The other top Thai films of 2005


As a counterpoint to my own Top 5 Thai Films of 2005, I offer a look at Kong Rithdee's article in the Bangkok Post Real Time section today, in which he runs down the entire year in Thai film:

Thirty-nine Thai movies opened in the theatres last year, but not a single one of them turned out to be a gem - either as an aesthetic specimen or prize entertainment. To put it bluntly, there was no "best Thai film of 2005", not in the theatres at least.

Here's his take on the movies I picked as the Top 5:

  1. Yam Yasothon - "Television buffoon Mum Jokmok ... took a provincial farce called Yam Yasothon to join the century club despite its shabby quality." [It earned 100 million baht at the box office, one of two comedies to do so. The other was The Holy Man, which Kong also didn't like.]
  2. Midnight, My Love - "If there was a movie worth remembering, though we'd be hard pushed to proclaim it the best film of the year, it was Kongdej Jaturanrasamee's poignant, contemporary, overlong and quite unoriginal Midnight, My Love."
  3. Dear Dakanda - "A cute, saccharine-coated teen romance."
  4. The Tiger Blade - Didn't even warrant a comment.
  5. The Tin Mine - "Insipid to say the least, whereas its box office performance was even more depressing."
He praised the documentaries - Santi Taepanich's Crying Tigers and Areeya "Pop" Sirisoda's Innocence (which I missed due to my travel back to the States) for supplying "meaty stuff to the multiplexes usually swamped with feature films.
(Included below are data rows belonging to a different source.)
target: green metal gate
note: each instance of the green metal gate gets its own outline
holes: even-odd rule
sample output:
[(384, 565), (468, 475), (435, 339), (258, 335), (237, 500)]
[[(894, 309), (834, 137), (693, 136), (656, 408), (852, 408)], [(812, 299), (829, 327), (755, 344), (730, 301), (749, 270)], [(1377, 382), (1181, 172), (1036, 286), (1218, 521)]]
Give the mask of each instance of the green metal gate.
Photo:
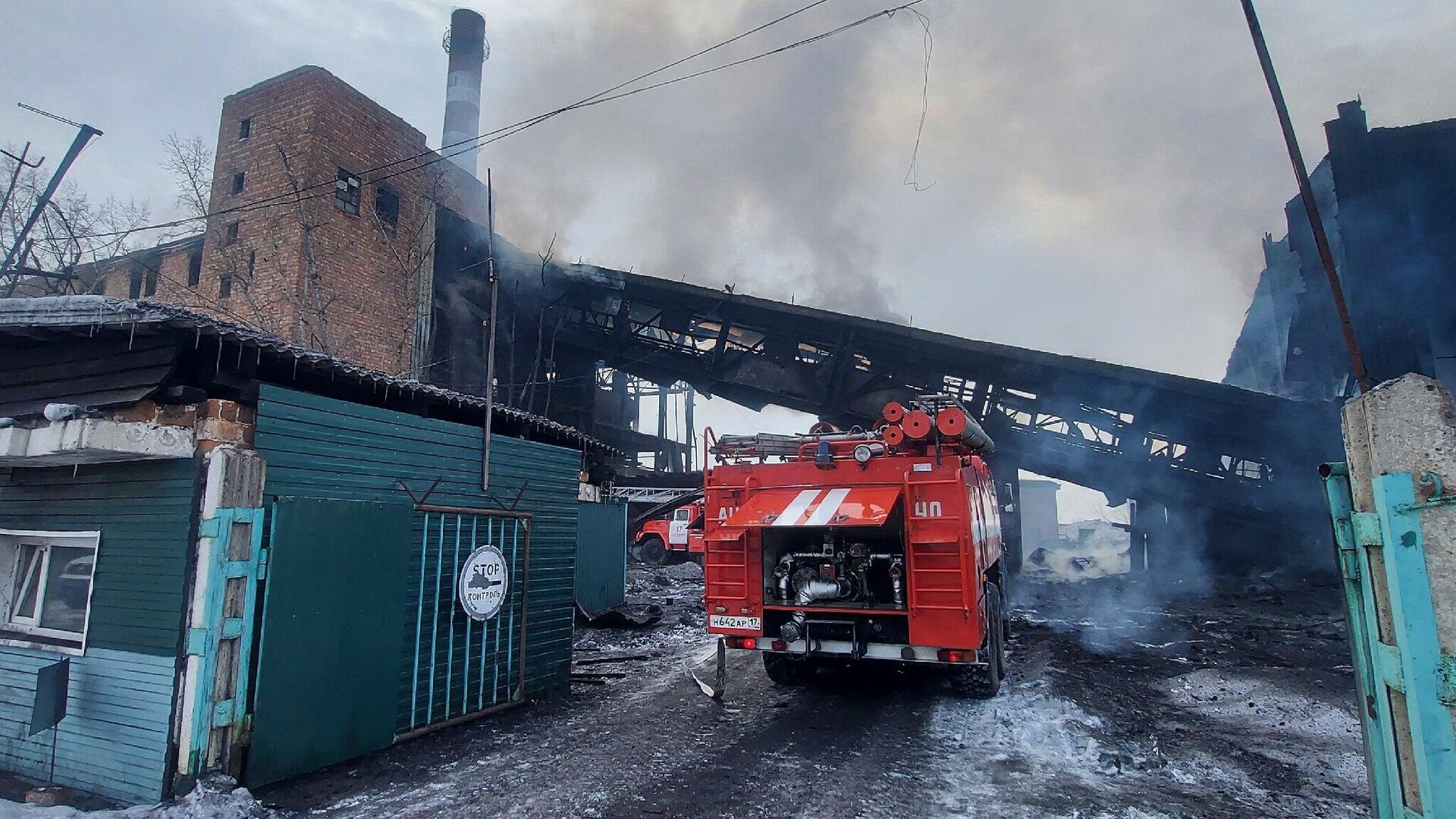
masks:
[[(399, 734), (524, 698), (530, 517), (421, 506), (415, 542)], [(476, 622), (460, 608), (459, 580), (470, 554), (486, 545), (505, 558), (508, 596), (495, 616)]]
[[(1456, 657), (1444, 656), (1427, 576), (1421, 513), (1456, 509), (1440, 475), (1370, 481), (1373, 512), (1357, 512), (1350, 471), (1325, 463), (1344, 580), (1360, 726), (1374, 816), (1456, 818)], [(1430, 487), (1421, 500), (1415, 487)]]
[(280, 497), (245, 781), (266, 784), (395, 740), (411, 507)]
[(587, 616), (606, 614), (628, 599), (628, 504), (577, 507), (577, 606)]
"Both of them ... at least helped pry open the door for the release of alternative cinema and refreshed the audience's perception that documentaries do deserve a space on the big screen."

His own "best film" picks went to independent short films: Pramote Sangsorn's powerful Tsu, which was part of the Tsunami Digital Short Films, and Apichatpong Weerasethakul's Worldly Desires, which was part of the Digital Short Films by Three Filmmakers commissioned by the Jeonju International Film Festival and also featured works by Shinya Tsukamoto from Japan (Haze) and Il-gon Song from Korea (Magician(s)).

There was also Vous Vous Souviens de Moi?, by Thunska Pansittiworakul, "an enfant terrible who admits his obsession with penises.

His prolific video works sometimes have the rash quality of a movie made after a scandalously drunken night in somebody's garage, but in he manages to structure a melancholic tale of a robot boy who wants to feel love inside a hallucinatory shell of his fragmented storytelling. The seven-minute movie (which of course contains a shot of an erect penis) was shown at First Frame Festival in January 2005, and recently at the 4th Bangkok Experimental Film Festival."

Vous Vous Souviens de Moi? also has been chosen to compete for a Tiger Award in the International Film Festival Rotterdam, January 25 to February 5.